Antioxidant reporter
Dual-luciferase antioxidant reporter assay (tandem ARE’s-driven firefly luciferase and constitutively expressed Renilla luciferase, Cignal, SA Biosciences, Valencia, CA) was used to measure Nrf1 and Nrf2 transcriptional activation of ARE’s as the ratio of firefly-to-Renilla luciferase signal.
Quantitative Real-Time PCR
Based on proteomic analysis of iPSC secretome (Supplemental Table S1) and earlier studies [12, 16], 19 Nrf2 antioxidant genes were selected; primers (Integrated Technologies, Coralville, IA, USA) are shown in Supplemental Table S2. Total RNA was extracted from rat lung (TRIzol®, Life Technologies, USA). Complementary DNA (cDNA) was generated with oligo-dT primers (Omniscript RT kit, QIAGEN, Hilden, Germany). PCR used SYBR Green master mix (QIAGEN) on an ABI Prism 7000 Sequence Detector (Applied BioSystems, Foster City, CA) with one cycle (95 °C × 10 min) and then 40 cycles (95 °C × 15 s and 60 °C × 1 min) for each sample. Cycle threshold (Ct) values of the samples were calculated; target gene transcripts were analyzed and normalized to the Ct of 18S RNA. Relative abundance was represented by 2−ΔΔCt with respect to the control group.
Immunoblot
Lung tissue lysates were prepared in RIPA buffer (150mM NaCl, 50mM Tris·HCl, pH 7.4, 5mM EDTA, 1% Triton X-100, 0.5% deoxycholate, and 0.1% SDS) containing fresh phosphatase and protease inhibitors, and cleared by centrifugation (14,000×g, 4°C, 30 min). 30μg of proteins per lane were fractionated by SDS-PAGE, transferred to polyvinylidene difluoride membranes, blocked with 5% nonfat milk, and incubated overnight (4°C) with primary antibodies against metallothionein A (MTA, all isoforms, Santa Cruz, Dallas, TX, sc-11377, 1:500), peroxidasin homolog (PXDN, Abcam, Cambridge, MA, ab179663, 1:500), and heme oxygenase 1 and 2 (HOX1 and HOX2, Abcam, ab13248, 1:500 and ab90492, 1:1000, respectively), followed by horseradish peroxidase-conjugated secondary antibodies.

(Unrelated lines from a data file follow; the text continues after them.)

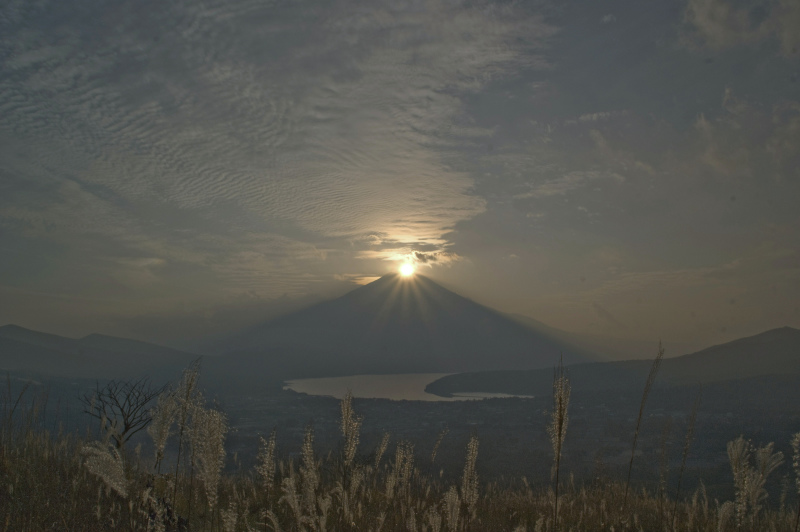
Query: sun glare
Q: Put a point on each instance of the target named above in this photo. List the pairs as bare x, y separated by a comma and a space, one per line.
407, 270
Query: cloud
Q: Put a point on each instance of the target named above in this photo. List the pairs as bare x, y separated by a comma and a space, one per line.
567, 183
249, 138
720, 24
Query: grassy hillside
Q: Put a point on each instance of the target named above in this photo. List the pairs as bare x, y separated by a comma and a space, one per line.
62, 482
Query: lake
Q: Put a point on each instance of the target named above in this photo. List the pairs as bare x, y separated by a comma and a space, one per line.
401, 387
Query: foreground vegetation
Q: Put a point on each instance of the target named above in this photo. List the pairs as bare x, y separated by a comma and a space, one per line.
63, 482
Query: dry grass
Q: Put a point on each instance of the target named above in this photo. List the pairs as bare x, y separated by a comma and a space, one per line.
64, 483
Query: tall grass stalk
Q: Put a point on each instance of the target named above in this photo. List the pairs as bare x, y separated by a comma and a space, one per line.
350, 425
186, 399
469, 480
796, 466
648, 385
557, 429
687, 442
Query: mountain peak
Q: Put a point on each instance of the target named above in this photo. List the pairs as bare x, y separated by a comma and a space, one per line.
396, 325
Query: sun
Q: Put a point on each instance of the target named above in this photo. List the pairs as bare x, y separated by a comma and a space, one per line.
407, 269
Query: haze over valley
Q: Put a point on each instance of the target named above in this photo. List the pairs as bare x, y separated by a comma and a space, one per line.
423, 265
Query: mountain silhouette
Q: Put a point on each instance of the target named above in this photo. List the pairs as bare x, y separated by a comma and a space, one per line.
94, 356
392, 325
772, 353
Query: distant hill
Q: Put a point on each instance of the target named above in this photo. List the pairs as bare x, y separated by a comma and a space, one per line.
606, 347
94, 356
774, 352
392, 325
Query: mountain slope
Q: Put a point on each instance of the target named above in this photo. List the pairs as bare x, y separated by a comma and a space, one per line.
774, 352
94, 356
393, 325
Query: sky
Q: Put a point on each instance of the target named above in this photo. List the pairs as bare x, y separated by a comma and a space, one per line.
174, 170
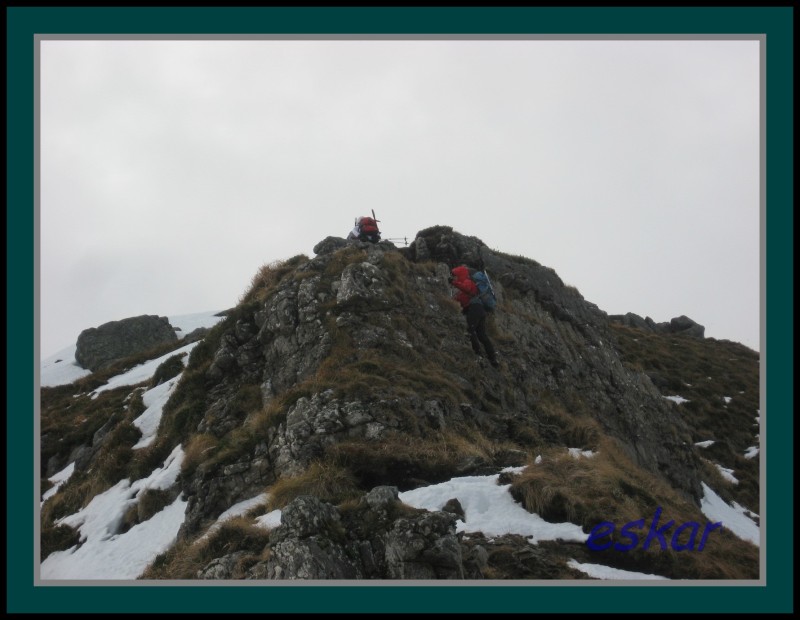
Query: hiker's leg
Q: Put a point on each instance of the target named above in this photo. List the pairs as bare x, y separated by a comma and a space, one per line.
472, 324
473, 337
484, 338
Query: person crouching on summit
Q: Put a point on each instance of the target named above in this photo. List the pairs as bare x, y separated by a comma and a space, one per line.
472, 308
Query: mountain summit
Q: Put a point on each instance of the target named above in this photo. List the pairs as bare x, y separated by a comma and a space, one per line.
342, 385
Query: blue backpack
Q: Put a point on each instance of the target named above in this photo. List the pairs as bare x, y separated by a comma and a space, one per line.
485, 291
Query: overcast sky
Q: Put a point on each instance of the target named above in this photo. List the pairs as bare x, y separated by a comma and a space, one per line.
170, 171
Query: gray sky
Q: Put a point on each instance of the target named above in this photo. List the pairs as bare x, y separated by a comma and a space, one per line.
170, 171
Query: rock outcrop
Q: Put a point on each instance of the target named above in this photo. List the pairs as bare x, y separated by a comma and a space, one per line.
98, 347
678, 325
369, 341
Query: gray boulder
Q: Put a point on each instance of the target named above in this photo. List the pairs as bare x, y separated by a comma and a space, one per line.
99, 347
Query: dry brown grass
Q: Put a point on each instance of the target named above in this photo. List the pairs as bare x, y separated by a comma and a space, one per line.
326, 481
268, 277
184, 559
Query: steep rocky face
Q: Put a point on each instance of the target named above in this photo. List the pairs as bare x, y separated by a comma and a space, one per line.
98, 347
362, 344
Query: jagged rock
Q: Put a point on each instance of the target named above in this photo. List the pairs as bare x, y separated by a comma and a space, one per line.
224, 567
98, 347
679, 325
424, 548
330, 244
686, 326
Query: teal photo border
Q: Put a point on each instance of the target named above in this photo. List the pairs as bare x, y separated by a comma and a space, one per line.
25, 23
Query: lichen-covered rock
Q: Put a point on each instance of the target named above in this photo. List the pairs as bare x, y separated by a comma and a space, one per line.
98, 347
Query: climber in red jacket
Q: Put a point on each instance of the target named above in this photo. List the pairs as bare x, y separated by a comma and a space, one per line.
473, 310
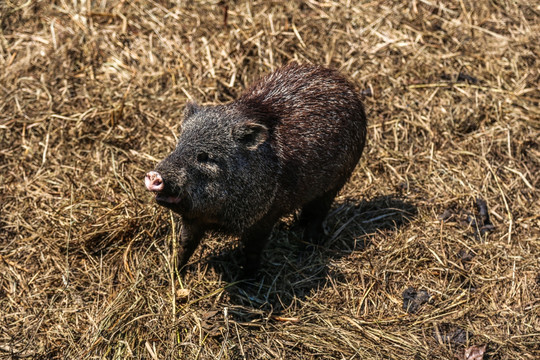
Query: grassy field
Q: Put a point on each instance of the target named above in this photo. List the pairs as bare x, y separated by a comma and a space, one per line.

Signal was visualized by enhanced chemiluminescence (Amersham, Arlington Heights, IL), quantified by densitometry (ImageQuant, GE Healthcare Bio-Sciences, Pittsburgh, PA) and expressed as a ratio to β-action.
Immunofluorescence
To confirm pluripotency, iPSC colonies were fixed (3% paraformaldehyde × 30 min), washed with phosphate-buffered saline (PBS) and permeabilized with 0.5% Triton. After blocking with 5% BSA, the colonies were incubated overnight with primary antibodies (OCT3/4, 1:50; NANOG, 1:50; TRA-1-60, 1:200; and TRA-1-81,1:200; all from Santa Cruz, Dallas, TX) followed by secondary antibody (anti-mouse Cy3, anti-rabbit FITC, 1:1,000). Isotype control antibodies were: anti-mouse IgG2b for Oct3/4, anti-goat IgG for Sox2 and Nanog, and anti-mouse IgM for TRA-1-60 and TRA-1-81 (all Abcam, Cambridge, UK). Images were taken using a confocal laser scanning microscope (LSM 710, Carl Zeiss, Germany).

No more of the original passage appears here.